In 2017, the U.S. soy industry launched an effort to shift a sizable portion of its efforts to markets where there is significant future potential due to factors such as large populations, improving economic conditions, and currently low per capita protein and oil consumption. As a result of the coordinated work by these three soy organizations through programs such as WISHH and “What It Takes,” sizable export growth was seen in developing markets including Pakistan, Egypt and India. Globally, demand is forecasted to grow by about 15 million tons in 2019, according to economists at the USSEC.
The U.S. Soybean Export Council connects U.S. soybean farmers with opportunities to improve human nutrition, livestock production and aquaculture. This mission is accomplished with a science-based technical foundation and a global network of partnerships including soybean farmers, exporters, agribusiness and agricultural organizations, researchers and government agencies. USSEC builds preference and demand for U.S. soy by developing and maintaining relationships through trade and technical services, and taking key steps to ensure market access.

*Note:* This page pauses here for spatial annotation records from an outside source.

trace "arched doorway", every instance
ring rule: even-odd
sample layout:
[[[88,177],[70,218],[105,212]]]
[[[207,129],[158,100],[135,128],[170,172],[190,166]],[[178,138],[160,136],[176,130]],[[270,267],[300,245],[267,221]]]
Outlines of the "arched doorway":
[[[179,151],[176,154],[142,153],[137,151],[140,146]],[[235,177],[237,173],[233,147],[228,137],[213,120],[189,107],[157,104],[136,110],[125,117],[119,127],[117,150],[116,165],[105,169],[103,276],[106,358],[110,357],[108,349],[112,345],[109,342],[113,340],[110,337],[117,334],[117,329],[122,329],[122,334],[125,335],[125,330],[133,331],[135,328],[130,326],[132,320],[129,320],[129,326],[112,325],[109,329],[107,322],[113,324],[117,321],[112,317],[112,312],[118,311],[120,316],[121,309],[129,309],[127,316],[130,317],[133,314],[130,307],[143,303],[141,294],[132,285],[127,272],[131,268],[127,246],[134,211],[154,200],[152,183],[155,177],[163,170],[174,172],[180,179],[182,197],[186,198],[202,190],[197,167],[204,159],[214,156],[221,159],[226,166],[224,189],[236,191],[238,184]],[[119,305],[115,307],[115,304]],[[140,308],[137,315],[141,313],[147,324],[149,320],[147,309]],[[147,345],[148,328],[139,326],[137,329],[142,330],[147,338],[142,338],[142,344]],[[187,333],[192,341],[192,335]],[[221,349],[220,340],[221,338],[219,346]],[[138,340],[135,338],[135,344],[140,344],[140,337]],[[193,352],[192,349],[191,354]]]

Keeping existing and opening new markets to high quality U.S. soy products is an essential component of the overall investment portfolio. USSEC programs are partially funded by the United Soybean Board. USB’s 73 farmer-directors work on behalf of all U.S. soybean farmers to achieve maximum value for their soy checkoff investments. These volunteers invest and leverage checkoff funds in programs and partnerships to drive soybean innovation beyond the bushel and increase preference for U.S. soy. That preference is based on U.S. soybean meal and oil quality and the sustainability of U.S. soybean farmers. As stipulated in the federal Soybean Promotion, Research and Consumer Information Act, the USDA Agricultural Marketing Service has oversight responsibilities for USB and the soy checkoff. For more information on the United Soybean Board, visit www.unitedsoybean.org. The American Soybean Association (ASA) represents all U.S. soybean farmers on domestic and international policy issues important to the soybean industry. ASA has 26 affiliated state associations representing 30 soybean producing states and more than 300,000 soybean farmers.